Risk-Adjusted Performance

Very Weak

 
Weak
 
Strong
Over the last 90 days CPR Gomu Industrial has generated negative risk-adjusted returns adding no value to investors with long positions. Despite latest weak performance, the Stock's basic indicators remain persistent and the latest mess on Wall Street may also be a sign of long-standing gains for the company institutional investors.
Central Retail 

Risk-Adjusted Performance

Very Weak

 
Weak
 
Strong
Over the last 90 days Central Retail has generated negative risk-adjusted returns adding no value to investors with long positions.
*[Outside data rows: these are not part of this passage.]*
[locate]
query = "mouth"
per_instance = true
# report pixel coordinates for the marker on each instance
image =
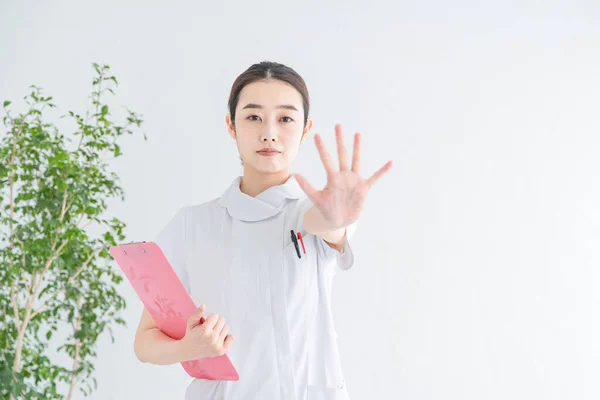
(269, 152)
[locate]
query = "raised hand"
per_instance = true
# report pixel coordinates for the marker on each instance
(341, 201)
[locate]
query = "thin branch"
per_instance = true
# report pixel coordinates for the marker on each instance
(71, 280)
(76, 327)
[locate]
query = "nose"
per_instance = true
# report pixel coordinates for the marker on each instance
(269, 135)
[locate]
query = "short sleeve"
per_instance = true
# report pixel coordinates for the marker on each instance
(171, 240)
(344, 260)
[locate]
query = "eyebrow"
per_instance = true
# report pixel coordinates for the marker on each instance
(283, 106)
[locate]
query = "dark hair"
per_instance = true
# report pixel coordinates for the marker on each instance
(266, 70)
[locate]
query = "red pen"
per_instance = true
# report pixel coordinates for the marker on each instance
(301, 241)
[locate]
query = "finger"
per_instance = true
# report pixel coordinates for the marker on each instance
(371, 181)
(227, 342)
(311, 192)
(342, 154)
(219, 325)
(211, 321)
(224, 332)
(324, 154)
(196, 317)
(356, 154)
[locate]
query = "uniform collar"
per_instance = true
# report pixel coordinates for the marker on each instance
(265, 205)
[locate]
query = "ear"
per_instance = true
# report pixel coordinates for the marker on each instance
(230, 126)
(306, 131)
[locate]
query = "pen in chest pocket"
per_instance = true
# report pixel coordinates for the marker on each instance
(295, 240)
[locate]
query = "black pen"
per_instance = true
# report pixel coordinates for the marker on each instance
(296, 243)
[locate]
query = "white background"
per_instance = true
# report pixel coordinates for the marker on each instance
(476, 256)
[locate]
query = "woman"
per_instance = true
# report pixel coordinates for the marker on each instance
(236, 257)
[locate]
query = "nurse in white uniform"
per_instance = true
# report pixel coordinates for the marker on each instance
(267, 308)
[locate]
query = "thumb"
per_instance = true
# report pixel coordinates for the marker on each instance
(311, 192)
(195, 318)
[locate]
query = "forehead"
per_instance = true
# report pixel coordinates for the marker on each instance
(270, 94)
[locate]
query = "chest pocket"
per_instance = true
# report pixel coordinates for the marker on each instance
(300, 272)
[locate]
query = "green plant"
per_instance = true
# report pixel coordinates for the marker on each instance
(52, 273)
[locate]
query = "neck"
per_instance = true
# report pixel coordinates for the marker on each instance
(254, 182)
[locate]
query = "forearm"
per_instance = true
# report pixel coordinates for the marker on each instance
(154, 347)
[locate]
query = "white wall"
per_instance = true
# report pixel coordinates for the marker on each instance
(477, 255)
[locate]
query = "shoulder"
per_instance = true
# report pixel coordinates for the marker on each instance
(203, 213)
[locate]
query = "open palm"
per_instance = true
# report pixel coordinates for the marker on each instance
(341, 201)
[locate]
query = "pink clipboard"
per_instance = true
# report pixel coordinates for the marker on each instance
(166, 299)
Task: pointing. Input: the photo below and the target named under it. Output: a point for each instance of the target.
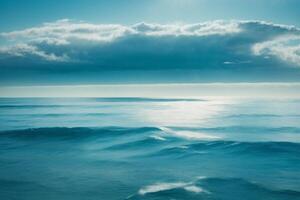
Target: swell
(146, 137)
(213, 188)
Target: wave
(213, 188)
(162, 142)
(241, 129)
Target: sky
(83, 42)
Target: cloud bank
(209, 51)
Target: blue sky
(159, 41)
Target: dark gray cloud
(78, 52)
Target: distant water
(138, 148)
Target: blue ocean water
(141, 148)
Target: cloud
(286, 48)
(215, 50)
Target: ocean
(149, 148)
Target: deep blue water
(138, 148)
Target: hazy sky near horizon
(153, 41)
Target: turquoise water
(139, 148)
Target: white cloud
(67, 40)
(285, 47)
(22, 50)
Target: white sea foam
(157, 137)
(190, 135)
(193, 188)
(190, 187)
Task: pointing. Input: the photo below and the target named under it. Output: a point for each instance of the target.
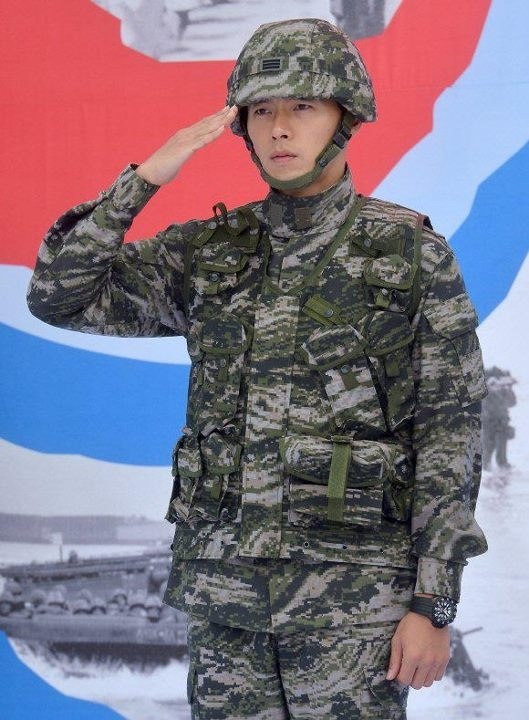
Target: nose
(280, 127)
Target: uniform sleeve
(87, 279)
(450, 384)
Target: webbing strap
(340, 461)
(417, 251)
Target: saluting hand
(163, 165)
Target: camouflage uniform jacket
(334, 391)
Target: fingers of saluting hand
(206, 130)
(164, 164)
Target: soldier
(325, 481)
(497, 429)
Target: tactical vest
(299, 400)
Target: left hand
(419, 652)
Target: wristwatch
(439, 609)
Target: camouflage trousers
(272, 639)
(329, 674)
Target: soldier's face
(288, 134)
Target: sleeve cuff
(439, 577)
(130, 193)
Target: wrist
(440, 610)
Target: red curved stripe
(78, 105)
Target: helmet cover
(305, 58)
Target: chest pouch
(335, 481)
(217, 350)
(202, 469)
(388, 344)
(218, 268)
(337, 355)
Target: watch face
(443, 611)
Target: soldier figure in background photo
(497, 430)
(326, 478)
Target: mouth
(282, 156)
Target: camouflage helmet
(305, 58)
(309, 59)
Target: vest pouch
(337, 354)
(218, 268)
(454, 320)
(203, 468)
(389, 283)
(389, 337)
(216, 375)
(335, 481)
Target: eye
(260, 110)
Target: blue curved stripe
(58, 399)
(25, 695)
(493, 242)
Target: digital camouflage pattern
(327, 674)
(309, 59)
(305, 58)
(271, 372)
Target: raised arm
(87, 279)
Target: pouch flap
(189, 460)
(221, 456)
(327, 348)
(392, 271)
(309, 457)
(452, 317)
(386, 331)
(224, 258)
(223, 335)
(325, 312)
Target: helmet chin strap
(335, 145)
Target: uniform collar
(288, 216)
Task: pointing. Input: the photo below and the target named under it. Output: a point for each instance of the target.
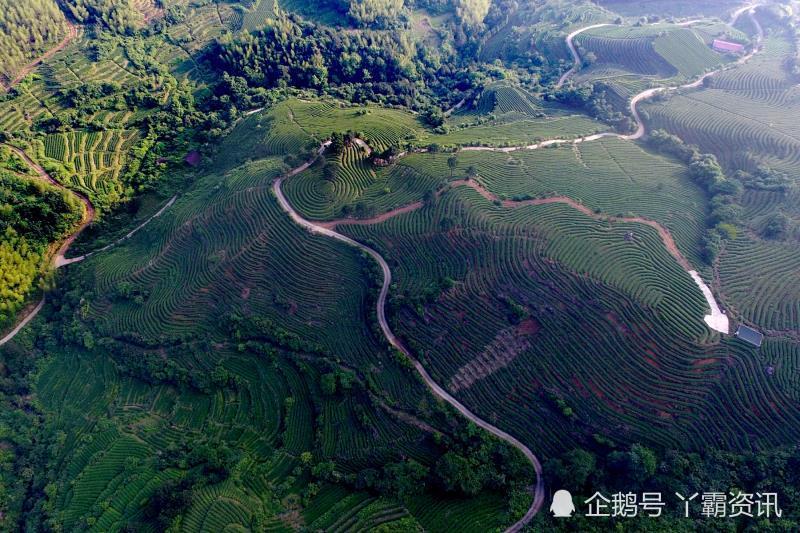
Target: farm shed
(750, 335)
(728, 47)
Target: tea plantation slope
(609, 176)
(575, 324)
(745, 119)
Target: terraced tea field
(92, 161)
(662, 50)
(611, 176)
(746, 119)
(532, 263)
(215, 254)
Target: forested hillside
(27, 29)
(32, 215)
(396, 265)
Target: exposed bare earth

Despite conflicting performance in the last few months, the Stock's fundamental indicators remain quite persistent which may send shares a bit higher in May 2025. The latest mess may also be a sign of long-standing up-swing for the company institutional investors.

CPR Gomu and Central Retail Volatility Contrast

   Predicted Return Density   
       Returns  

Pair Trading with CPR Gomu and Central Retail

The main advantage of trading using opposite CPR Gomu and Central Retail positions is that it hedges away some unsystematic risk. Because of two separate transactions, even if CPR Gomu position performs unexpectedly, Central Retail can make up some of the losses. Pair trading also minimizes risk from directional movements in the market. For example, if an entire industry or sector drops because of unexpected headlines, the short position in Central Retail will offset losses from the drop in Central Retail's long position.
The idea behind CPR Gomu Industrial and Central Retail pairs trading is to make the combined position market-neutral, meaning the overall market's direction will not affect its win or loss (or potential downside or upside). This can be achieved by designing a pairs trade with two highly correlated stocks or equities that operate in a similar space or sector, making it possible to obtain profits through simple and relatively low-risk investment.
Check out your portfolio center.
Note that this page's information should be used as a complementary analysis to find the right mix of equity instruments to add to your existing portfolios or create a brand new portfolio. You can also try the Pair Correlation module to compare performance and examine fundamental relationship between any two equity instruments.